Auf der anderen Seite des Gitters fanden sich weitere Stühle. Ich war der einzige Besucher. Nachdem der Wärter mir eine Sitzgelegenheit zugewiesen hatte, nahm ich Platz, zündete mir eine Zigarette an und nahm einige tiefe Züge, um mich zu beruhigen. Auf der anderen Seite, mehr als 15 Meter von mir entfernt, schwang eine Tür auf. Ein Wärter trat ein, blickte sich um und gab jemandem hinter sich ein Zeichen. Daraufhin schlurfte eine an den Hand- und Fußgelenken gefesselte Gestalt in grauem Overall mit gesenktem Kopf ein paar Schritte nach vorn, gefolgt von einem weiteren Wärter. Beide Aufseher deuteten in meine Richtung. Offensichtlich warteten sie darauf, dass der Häftling aufsah und ans Gitter herantrat.
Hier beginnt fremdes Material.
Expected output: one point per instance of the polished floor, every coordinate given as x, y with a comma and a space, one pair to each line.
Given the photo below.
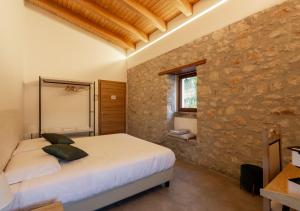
193, 188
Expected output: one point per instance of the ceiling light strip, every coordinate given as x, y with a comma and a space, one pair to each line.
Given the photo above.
209, 9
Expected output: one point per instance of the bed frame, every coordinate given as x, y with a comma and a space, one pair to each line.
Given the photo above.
109, 197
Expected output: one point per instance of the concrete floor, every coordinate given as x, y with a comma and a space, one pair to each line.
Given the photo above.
193, 188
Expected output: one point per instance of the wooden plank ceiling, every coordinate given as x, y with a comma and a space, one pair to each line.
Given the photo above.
121, 22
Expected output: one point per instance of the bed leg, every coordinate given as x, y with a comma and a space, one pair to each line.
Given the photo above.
167, 184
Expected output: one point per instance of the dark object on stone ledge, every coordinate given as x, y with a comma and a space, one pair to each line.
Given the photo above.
251, 178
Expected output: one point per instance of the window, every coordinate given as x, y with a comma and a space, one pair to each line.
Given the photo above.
187, 92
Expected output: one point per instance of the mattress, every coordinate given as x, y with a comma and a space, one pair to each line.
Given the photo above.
113, 161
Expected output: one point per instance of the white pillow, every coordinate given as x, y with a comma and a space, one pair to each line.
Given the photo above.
31, 164
31, 144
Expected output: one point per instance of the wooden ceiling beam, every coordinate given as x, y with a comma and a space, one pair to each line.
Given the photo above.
86, 25
185, 7
100, 11
155, 20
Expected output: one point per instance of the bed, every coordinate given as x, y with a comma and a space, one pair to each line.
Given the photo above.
118, 166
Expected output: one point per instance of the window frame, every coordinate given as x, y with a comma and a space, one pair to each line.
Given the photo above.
179, 92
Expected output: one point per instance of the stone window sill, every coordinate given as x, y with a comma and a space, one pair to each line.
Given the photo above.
191, 115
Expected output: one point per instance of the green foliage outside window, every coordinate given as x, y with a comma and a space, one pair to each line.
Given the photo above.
189, 92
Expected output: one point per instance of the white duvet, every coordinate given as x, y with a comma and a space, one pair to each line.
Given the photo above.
114, 160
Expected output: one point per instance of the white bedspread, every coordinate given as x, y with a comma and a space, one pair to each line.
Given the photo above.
114, 160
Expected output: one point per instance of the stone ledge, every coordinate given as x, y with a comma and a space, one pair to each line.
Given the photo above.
191, 115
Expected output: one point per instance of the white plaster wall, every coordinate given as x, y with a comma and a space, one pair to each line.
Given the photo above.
230, 12
11, 87
54, 48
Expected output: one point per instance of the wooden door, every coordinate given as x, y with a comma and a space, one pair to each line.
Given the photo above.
112, 107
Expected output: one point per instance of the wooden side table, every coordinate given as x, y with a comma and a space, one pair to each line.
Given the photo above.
55, 206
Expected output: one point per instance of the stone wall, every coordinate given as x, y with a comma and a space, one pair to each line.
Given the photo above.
251, 81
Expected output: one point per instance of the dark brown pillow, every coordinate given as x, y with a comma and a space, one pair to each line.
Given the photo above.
65, 152
55, 138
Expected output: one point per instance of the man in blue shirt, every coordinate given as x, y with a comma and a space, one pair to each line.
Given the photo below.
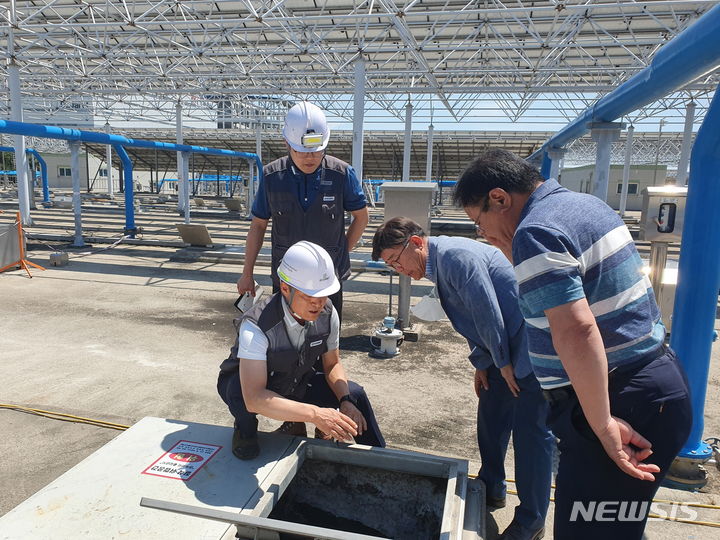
477, 290
306, 195
619, 402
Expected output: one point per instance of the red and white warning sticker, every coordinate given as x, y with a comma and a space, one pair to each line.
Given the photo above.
183, 460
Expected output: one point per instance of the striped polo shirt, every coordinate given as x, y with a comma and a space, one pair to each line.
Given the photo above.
569, 246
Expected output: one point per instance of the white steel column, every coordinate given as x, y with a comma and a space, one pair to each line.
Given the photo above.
428, 161
108, 159
682, 174
603, 134
77, 202
182, 166
556, 156
21, 165
186, 185
358, 118
408, 142
626, 170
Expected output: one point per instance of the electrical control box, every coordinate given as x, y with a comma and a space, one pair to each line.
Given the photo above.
409, 199
663, 213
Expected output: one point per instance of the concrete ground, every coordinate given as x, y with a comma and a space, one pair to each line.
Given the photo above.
124, 333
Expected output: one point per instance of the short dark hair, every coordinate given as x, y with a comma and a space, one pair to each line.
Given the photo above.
394, 232
495, 169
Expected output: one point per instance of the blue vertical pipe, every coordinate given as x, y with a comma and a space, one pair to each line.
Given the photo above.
130, 228
43, 175
689, 55
698, 272
546, 165
43, 170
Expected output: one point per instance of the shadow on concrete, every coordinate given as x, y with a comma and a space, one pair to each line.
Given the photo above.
357, 343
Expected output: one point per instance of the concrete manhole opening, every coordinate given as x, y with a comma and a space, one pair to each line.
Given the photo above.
363, 500
378, 493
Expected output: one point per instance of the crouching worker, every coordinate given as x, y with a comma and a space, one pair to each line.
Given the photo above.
279, 340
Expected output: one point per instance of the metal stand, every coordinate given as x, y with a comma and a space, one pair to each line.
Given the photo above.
658, 259
22, 262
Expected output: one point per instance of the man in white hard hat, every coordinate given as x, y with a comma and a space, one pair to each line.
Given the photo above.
306, 195
279, 341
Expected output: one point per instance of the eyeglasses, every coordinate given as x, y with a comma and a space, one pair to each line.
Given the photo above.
482, 209
394, 264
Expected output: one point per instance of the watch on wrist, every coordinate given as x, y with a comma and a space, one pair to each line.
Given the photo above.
348, 397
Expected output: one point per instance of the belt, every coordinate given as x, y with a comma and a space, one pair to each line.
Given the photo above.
556, 395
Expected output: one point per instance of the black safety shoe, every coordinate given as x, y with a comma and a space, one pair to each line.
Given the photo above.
245, 448
515, 531
495, 502
297, 429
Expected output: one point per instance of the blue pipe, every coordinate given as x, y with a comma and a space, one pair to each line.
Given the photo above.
689, 55
54, 132
130, 228
546, 165
43, 170
699, 273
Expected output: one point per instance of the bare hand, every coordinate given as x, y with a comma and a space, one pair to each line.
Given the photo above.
628, 449
481, 381
334, 423
246, 284
354, 413
509, 376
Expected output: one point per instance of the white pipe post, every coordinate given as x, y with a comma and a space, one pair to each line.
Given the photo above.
77, 203
408, 142
358, 118
603, 134
626, 170
556, 156
403, 321
21, 165
108, 159
181, 166
31, 181
428, 160
186, 185
682, 174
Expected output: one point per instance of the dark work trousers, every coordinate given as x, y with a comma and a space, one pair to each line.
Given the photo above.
499, 414
318, 394
654, 400
336, 299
Ich erkannte die Kreatur, die da unsicher vor der Tür stand und den Boden fixierte, nicht wieder. Ihr Schädel war kahl und wies an einigen Stellen blasse Hautverfärbungen auf. Von Shugs schwarzer Haarpracht keine Spur. Das konnte nicht Hugh Donovan sein, bestimmt lag hier eine Verwechslung vor.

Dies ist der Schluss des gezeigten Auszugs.